H1: Heteroskedasticity is present.
We reject H0 at p < 0.001 and conclude that heteroskedasticity is present.
library(estimatr)
fit <- lm_robust(price ~ area + furnishingstatusF,
se_type = "HC1",
data = mydata) #Using robust standard errors since heteroskedasticity is present.
summary(fit)
##
## Call:
## lm_robust(formula = price ~ area + furnishingstatusF, data = mydata,
## se_type = "HC1")
##
## Standard error type: HC1
##
## Coefficients:
## Estimate Std. Error t value Pr(>|t|)
## (Intercept) 2688478.5 167047.65 16.094 9.321e-48
## area 423.6 33.26 12.733 1.338e-32
## furnishingstatusFunfurnished -676283.2 135176.73 -5.003 7.687e-07
## furnishingstatusFfurnished 188685.5 154500.17 1.221 2.225e-01
## CI Lower CI Upper DF
## (Intercept) 2360323.2 3016633.9 531
## area 358.2 488.9 531
## furnishingstatusFunfurnished -941830.0 -410736.5 531
## furnishingstatusFfurnished -114821.1 492192.0 531
##
## Multiple R-squared: 0.3546 , Adjusted R-squared: 0.351
## F-statistic: 79.9 on 3 and 531 DF, p-value: < 2.2e-16
If size of the house is increased by 1 square meter, the price of the house on average increases by 423.6 euros (p<0.001), assuming all other variables remain unchanged.

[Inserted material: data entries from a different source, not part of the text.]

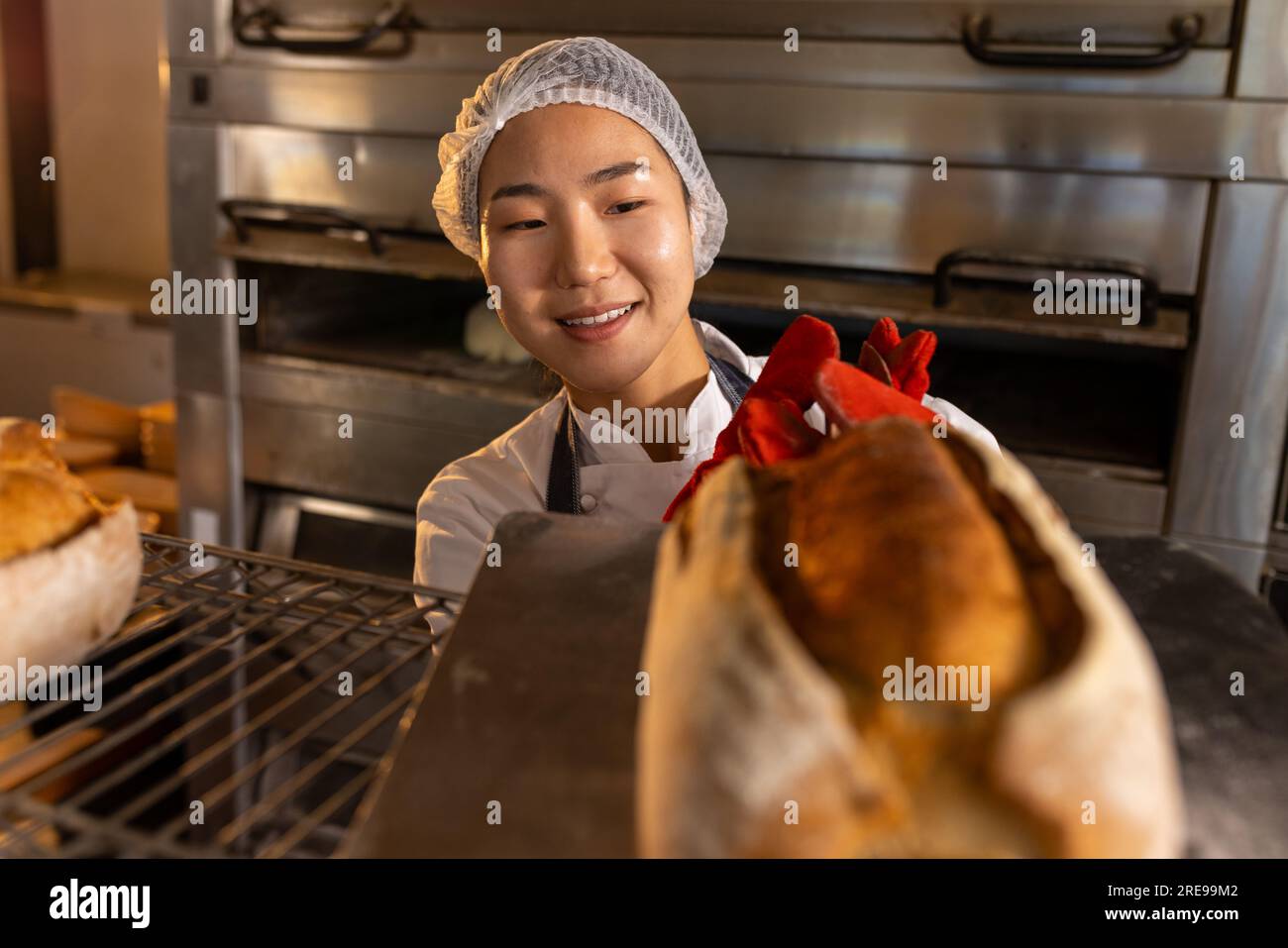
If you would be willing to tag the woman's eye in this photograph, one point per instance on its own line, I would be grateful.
(627, 205)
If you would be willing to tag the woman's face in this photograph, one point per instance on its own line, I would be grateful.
(583, 210)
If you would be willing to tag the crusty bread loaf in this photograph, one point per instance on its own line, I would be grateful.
(782, 595)
(68, 565)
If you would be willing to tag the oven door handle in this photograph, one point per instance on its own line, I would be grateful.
(1149, 291)
(303, 214)
(975, 39)
(259, 29)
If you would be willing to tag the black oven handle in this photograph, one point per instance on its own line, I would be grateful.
(299, 214)
(975, 39)
(259, 29)
(1048, 262)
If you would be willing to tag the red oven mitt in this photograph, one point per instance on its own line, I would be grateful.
(900, 363)
(805, 368)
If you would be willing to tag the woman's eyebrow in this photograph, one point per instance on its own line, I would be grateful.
(591, 180)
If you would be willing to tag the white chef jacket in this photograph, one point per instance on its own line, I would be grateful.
(618, 480)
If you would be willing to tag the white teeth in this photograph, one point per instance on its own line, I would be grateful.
(596, 320)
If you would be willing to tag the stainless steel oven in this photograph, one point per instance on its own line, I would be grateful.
(925, 159)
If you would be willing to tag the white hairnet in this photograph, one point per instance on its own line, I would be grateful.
(585, 69)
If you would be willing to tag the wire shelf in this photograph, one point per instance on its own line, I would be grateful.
(246, 706)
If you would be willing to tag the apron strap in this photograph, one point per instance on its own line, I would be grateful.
(563, 485)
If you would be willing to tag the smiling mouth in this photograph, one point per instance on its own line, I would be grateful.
(601, 318)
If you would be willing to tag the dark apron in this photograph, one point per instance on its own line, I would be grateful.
(563, 488)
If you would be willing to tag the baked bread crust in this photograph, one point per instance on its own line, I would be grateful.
(68, 566)
(751, 714)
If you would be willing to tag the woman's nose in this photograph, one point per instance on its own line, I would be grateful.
(585, 256)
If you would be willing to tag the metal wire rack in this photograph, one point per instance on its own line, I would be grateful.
(245, 707)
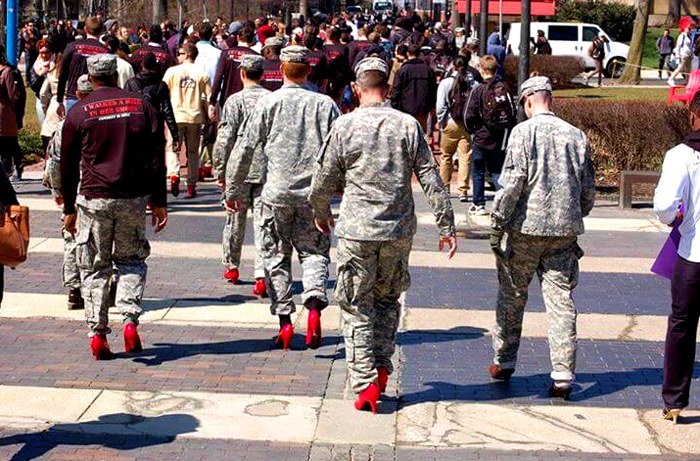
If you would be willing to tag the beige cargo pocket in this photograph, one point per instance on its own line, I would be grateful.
(85, 247)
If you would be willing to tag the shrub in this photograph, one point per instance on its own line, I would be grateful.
(615, 18)
(626, 135)
(560, 69)
(31, 146)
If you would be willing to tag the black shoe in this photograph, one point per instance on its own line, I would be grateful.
(560, 392)
(501, 374)
(75, 301)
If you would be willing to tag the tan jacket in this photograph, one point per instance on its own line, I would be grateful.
(190, 90)
(9, 94)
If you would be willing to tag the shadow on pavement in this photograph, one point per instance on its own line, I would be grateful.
(119, 431)
(588, 386)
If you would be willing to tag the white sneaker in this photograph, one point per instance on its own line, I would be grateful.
(478, 210)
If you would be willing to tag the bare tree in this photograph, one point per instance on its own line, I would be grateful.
(632, 72)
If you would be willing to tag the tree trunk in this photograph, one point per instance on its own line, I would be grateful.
(632, 72)
(456, 17)
(674, 13)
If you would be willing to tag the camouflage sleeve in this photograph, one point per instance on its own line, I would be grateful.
(587, 183)
(225, 139)
(426, 171)
(329, 176)
(512, 180)
(239, 165)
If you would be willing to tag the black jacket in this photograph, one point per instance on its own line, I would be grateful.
(148, 84)
(415, 88)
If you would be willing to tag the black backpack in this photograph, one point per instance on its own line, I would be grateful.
(498, 110)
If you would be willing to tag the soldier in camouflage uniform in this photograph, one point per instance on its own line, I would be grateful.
(52, 180)
(542, 215)
(235, 113)
(288, 127)
(371, 155)
(113, 146)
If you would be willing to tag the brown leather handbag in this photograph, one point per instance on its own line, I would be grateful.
(14, 234)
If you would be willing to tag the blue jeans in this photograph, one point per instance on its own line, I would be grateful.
(483, 159)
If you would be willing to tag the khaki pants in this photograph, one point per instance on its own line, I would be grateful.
(455, 139)
(190, 133)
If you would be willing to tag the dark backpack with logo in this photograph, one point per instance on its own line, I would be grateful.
(498, 110)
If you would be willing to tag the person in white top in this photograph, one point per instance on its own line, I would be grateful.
(683, 52)
(680, 185)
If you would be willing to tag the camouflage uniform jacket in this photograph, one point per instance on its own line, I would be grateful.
(52, 171)
(237, 109)
(548, 179)
(289, 125)
(371, 154)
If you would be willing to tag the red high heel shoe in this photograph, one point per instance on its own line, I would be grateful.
(260, 288)
(232, 275)
(368, 397)
(383, 378)
(314, 339)
(132, 341)
(284, 338)
(100, 348)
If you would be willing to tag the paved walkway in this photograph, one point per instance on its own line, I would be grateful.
(209, 386)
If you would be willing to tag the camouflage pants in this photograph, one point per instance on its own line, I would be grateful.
(555, 260)
(71, 273)
(111, 232)
(234, 232)
(283, 229)
(371, 278)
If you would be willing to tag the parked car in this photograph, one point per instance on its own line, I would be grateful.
(574, 39)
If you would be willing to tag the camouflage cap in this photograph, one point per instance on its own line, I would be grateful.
(295, 53)
(274, 41)
(533, 85)
(372, 63)
(84, 85)
(251, 62)
(102, 65)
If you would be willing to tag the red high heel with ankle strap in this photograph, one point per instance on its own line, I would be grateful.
(132, 341)
(314, 339)
(383, 378)
(284, 338)
(368, 397)
(100, 348)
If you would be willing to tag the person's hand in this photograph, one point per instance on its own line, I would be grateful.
(325, 225)
(69, 223)
(495, 240)
(233, 206)
(212, 114)
(159, 218)
(450, 241)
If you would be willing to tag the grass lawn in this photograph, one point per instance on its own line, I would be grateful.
(615, 94)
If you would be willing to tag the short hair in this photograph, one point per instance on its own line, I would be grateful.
(94, 26)
(247, 34)
(489, 64)
(372, 80)
(694, 105)
(205, 31)
(149, 61)
(295, 70)
(254, 74)
(155, 34)
(190, 50)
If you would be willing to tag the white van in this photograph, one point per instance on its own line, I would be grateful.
(573, 39)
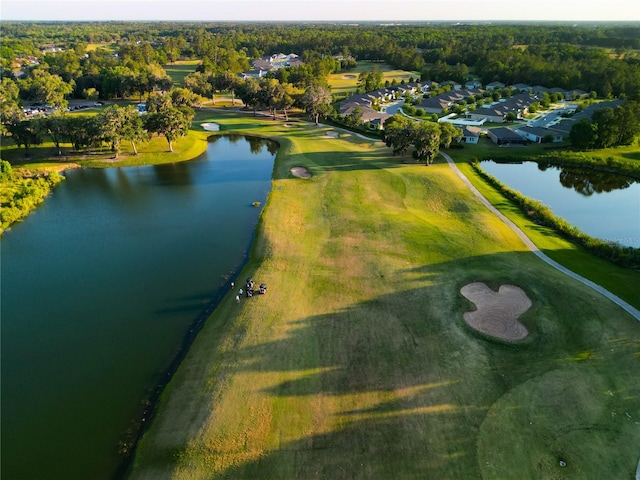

Given the size of the house, the house that is unfurnished have on average price lower by 676283.2 euros compared to semi-furnished house (p<0.001).
We cannot say that the house that is furnished has a significantly different average price compared to a semi-furnished house.
Coefficient of determination (R2): 35.46% of variability of price is explained by variability of area (size of the house) and furnishing status.
F-statistic: HO: ρ2 =0 H1: ρ2 >0 We reject H0 (p<0.001) and conclude that at least one of the explanatory variables (area and furnishing status) impact salary.